|
|
|
|
|
by formerly_proven
1979 days ago
|
|
Around four years ago I was working on a transactional data store and ran into these issues that virtually no one tells you how durable I/O is supposed to work. There were very few articles on the internet that went beyond some of the basic stuff (e.g. create file => fsync directory) and perhaps one article explaining what needs to be considered when using sync_file_range. Docs and POSIX were useless. I noticed that there seemed to be inherent problems with I/O error handling when using the page cache, i.e. whenever something that wasn't the app itself caused write I/O you really didn't know any more if all the data got there.
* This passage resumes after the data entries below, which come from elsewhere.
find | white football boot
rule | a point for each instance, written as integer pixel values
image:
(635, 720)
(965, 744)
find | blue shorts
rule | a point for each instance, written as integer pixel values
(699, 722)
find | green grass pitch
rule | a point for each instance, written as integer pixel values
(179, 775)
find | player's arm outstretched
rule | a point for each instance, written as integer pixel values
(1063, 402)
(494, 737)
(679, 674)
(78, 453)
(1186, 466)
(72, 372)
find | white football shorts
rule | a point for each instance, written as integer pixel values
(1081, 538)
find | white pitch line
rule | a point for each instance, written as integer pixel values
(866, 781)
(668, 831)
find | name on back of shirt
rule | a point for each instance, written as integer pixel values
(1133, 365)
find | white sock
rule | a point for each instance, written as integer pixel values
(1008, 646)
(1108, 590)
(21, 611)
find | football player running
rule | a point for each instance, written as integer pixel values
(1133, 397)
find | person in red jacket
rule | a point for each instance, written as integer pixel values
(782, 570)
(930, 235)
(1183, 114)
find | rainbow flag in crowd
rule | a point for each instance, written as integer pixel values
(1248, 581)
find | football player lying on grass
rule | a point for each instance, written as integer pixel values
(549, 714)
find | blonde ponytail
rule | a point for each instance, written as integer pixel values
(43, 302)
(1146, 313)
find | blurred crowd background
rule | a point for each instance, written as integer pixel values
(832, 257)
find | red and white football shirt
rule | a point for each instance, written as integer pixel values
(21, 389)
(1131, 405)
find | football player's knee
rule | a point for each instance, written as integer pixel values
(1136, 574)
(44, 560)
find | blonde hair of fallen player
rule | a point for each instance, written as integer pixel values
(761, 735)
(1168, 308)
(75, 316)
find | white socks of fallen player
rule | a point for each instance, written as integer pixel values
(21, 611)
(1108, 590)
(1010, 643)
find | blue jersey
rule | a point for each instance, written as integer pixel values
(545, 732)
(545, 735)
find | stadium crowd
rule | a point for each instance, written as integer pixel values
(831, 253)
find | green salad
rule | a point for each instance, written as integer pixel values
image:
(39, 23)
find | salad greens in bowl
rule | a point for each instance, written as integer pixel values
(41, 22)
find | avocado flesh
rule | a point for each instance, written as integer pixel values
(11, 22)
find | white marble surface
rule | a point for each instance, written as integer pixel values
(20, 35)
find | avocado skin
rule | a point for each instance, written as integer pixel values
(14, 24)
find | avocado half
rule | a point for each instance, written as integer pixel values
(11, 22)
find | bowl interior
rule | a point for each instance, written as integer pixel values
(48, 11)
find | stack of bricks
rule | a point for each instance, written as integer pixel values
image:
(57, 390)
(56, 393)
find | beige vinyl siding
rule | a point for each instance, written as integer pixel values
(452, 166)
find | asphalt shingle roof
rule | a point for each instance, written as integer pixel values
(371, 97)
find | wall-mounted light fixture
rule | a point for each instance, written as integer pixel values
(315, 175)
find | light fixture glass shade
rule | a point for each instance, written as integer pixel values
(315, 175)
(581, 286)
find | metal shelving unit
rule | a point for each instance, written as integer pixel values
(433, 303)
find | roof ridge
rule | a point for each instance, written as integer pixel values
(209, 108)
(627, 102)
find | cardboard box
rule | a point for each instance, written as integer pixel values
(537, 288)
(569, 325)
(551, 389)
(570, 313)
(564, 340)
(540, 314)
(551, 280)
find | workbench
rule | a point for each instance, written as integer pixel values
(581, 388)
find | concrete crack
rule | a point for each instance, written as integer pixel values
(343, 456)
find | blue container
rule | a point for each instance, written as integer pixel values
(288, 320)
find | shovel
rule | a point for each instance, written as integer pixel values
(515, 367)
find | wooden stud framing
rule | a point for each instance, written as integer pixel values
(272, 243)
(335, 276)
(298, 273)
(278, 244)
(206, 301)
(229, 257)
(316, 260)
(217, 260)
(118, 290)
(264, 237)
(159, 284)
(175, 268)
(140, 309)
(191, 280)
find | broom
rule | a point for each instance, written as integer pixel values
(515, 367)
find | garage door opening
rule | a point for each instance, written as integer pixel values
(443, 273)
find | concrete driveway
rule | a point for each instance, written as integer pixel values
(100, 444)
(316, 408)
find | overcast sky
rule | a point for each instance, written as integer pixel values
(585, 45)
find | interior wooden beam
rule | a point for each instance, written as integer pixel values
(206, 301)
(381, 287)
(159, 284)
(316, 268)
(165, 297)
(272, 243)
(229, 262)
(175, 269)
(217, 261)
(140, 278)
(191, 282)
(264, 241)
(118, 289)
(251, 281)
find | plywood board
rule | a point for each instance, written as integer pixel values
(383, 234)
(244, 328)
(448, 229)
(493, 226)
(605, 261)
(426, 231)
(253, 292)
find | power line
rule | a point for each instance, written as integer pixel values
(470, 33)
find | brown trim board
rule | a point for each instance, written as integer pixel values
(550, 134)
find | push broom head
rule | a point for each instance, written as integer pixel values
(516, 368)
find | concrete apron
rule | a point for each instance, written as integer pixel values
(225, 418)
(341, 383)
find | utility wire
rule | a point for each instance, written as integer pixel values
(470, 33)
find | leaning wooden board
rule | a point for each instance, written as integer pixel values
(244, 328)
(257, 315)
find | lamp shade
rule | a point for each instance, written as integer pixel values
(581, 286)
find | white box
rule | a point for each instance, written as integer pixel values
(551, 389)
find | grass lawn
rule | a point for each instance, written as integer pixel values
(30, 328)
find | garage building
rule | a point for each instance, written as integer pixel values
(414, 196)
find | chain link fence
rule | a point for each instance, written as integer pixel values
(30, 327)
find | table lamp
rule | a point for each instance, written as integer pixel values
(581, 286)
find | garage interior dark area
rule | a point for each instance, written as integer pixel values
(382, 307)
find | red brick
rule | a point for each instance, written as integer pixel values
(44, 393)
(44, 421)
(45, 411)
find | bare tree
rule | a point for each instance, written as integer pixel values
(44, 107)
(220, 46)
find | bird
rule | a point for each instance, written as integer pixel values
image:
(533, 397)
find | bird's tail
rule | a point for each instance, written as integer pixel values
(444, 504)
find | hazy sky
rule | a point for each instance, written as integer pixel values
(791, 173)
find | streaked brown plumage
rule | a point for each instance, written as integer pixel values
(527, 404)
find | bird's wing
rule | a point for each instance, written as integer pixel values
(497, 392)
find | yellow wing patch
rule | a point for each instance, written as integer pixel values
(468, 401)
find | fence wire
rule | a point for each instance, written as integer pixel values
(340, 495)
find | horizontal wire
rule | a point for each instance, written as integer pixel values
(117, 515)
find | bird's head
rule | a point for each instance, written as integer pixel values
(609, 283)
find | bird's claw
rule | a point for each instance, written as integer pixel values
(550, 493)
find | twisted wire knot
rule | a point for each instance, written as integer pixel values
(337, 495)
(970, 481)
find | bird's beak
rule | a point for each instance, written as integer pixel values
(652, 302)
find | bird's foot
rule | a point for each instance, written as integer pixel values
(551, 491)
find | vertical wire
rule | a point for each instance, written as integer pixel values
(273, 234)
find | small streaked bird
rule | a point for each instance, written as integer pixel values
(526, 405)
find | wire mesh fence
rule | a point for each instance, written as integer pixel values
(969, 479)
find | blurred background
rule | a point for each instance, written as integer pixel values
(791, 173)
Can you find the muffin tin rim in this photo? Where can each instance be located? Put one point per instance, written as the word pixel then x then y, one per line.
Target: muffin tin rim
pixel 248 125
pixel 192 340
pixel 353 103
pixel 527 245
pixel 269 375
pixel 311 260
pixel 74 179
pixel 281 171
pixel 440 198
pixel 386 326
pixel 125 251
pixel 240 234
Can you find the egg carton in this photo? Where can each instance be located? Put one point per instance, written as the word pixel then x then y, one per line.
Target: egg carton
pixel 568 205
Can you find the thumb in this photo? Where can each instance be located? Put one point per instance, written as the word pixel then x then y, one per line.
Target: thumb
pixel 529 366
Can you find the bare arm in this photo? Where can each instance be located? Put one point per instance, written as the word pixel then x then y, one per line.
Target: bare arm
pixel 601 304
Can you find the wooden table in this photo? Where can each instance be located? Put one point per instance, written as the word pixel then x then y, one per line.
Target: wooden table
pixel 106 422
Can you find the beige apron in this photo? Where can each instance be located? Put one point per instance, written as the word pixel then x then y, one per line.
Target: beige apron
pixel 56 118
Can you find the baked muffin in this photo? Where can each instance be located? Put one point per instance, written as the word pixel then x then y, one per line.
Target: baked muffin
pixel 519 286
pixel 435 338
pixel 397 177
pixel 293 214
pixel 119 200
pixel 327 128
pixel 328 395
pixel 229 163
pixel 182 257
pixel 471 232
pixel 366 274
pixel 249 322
Some two years later fsyncgate happened and since then I/O error handling on Linux has finally gotten at least some attention and people seemed to have woken up to the fact that this is a genuinely hard thing to do. |
|
My experience was the same as you.
What helped me was discovering all the fantastic storage and file system papers coming out of the University of Wisconsin Madison, supervised by Remzi and Andrea Arpaci-Dusseau.
Their teams have studied and documented almost all aspects of what is required to write reliable storage systems, even diving into interactions between local storage failures and global consensus protocols, how a single disk block failure can destroy Raft and Zookeeper. Most safety testing of these systems tends to focus on the network fault model. I think in a few years time we'll all look back and see how today we had almost no concept of a storage fault model. It's kind of exciting to think that there's going to be a new breed of replicated databases that are far more reliable than today's systems. On the another hand, perhaps the future is already here, just not very evenly distributed.
http://pages.cs.wisc.edu/~remzi/
Their OSTEP book (Operating Systems in Three Easy Pieces) is also a great fun read: http://pages.cs.wisc.edu/~remzi/OSTEP/